After graduating, I started teaching three small classes for seniors as a community service in Mihara, Hiroshima. Additionally, I taught a regular gentle Yoga class using ideas from SMTT. One of my students, a nurse, asked me to give a stress reduction class for doctors and nurses at Kousei hospital in Daiwa. They enjoyed the class, and the hospital later invited me to speak to their employees. After that, another of my students invited me to teach parents of young children at a local Christian school because the students were so stressed. Later, I gave a stress management class for caretakers of senior or disabled persons. It was a joy to serve those who give so much of themselves in caring for others.
All of these experiences prepared me for my next teaching challenge; helping those suffering from PTSD with Yoga for stress management.
How can Integral Yoga aid those experiencing PTSD?
The Integral Yoga approach works on every level: physical, emotional, and mental. As the stress response originates in the mind, we use the disciplines of Yoga to release stressful thoughts from the mind as well as the physical stretches to release the tension stored in the body. For trauma survivors, it is vital to emphasize being in the present moment.

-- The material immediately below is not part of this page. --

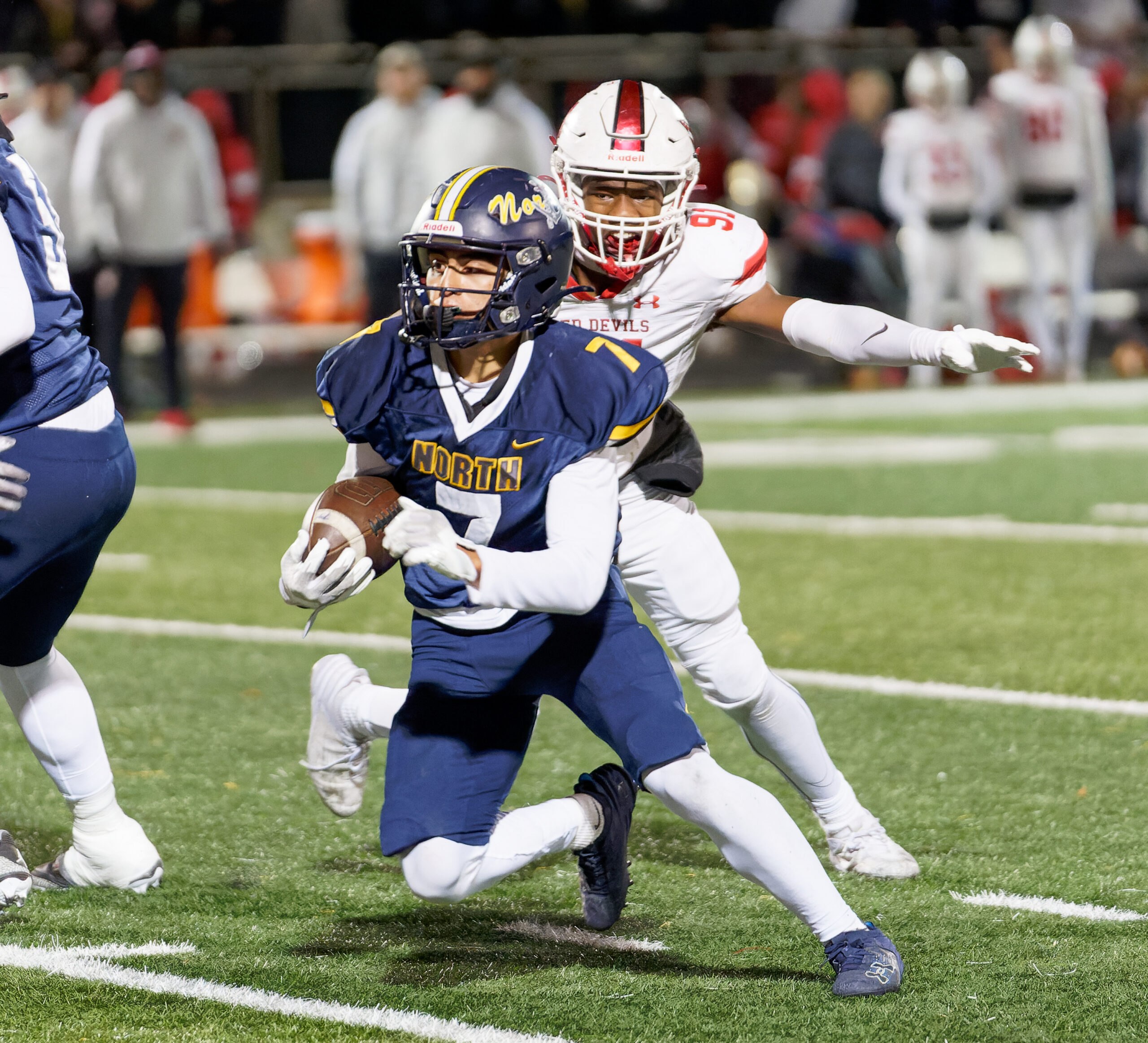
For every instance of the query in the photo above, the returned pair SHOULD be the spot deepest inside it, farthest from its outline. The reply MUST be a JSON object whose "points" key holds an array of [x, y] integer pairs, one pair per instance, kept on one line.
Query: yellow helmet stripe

In 2018, when I was asked by my city government to give stress management classes for survivors experiencing PTSD from the devastating floods, I adapted the practices to help my students focus on the present moment. We acknowledged that, yes, a terrible thing has happened, but we are here now. I encouraged them to find purpose by serving others, to give a sense of empowerment rather than victimhood, and I would bring them into the present moment again and again.
What techniques did you find most beneficial for
your students experiencing PTSD?
Clearly, my students needed a great deal of emotional release and encouragement. In SMTT we learned tools to facilitate group discussion. Before starting the formal class practices, I encouraged my students to talk and discuss whatever they felt. I would choose pertinent topics and share positive stories, adapting each class to what my students needed.
In order to release emotions and create a sense of empowerment, I taught lots of lion pose and uddiyana bandha (abdominal lift). We did heart-opening poses to release trauma from the chest and heart. Some poses were in a chair, while others were on a mat.
If I was teaching in a big space, I would often do twenty minutes of adapted Yoga relaxation. Many of my students had trouble sleeping at night. We practicing entering the present moment, deep breathing, and incorporated the option of using imagery. We practiced deep breathing often together as it is the most portable form of stress release.
What changes did you notice with your students?
At the beginning of classes, the students were so anxious their shoulders were tensed up around their ears. However, by the end of class, their shoulders had relaxed down. As the months went on, smiles and laughter returned to their faces and after five months you could see a tangible physical difference.
I offered these classes as Karma Yoga, a free offering for the joy of service and I was paid with so much love in return. Through these experiences, I learned that really all of Integral Yoga is stress management. We can learn how to release the heaviness that we create for ourselves through the beautiful tools of Yoga and share with students a different perspective to see things in a new light.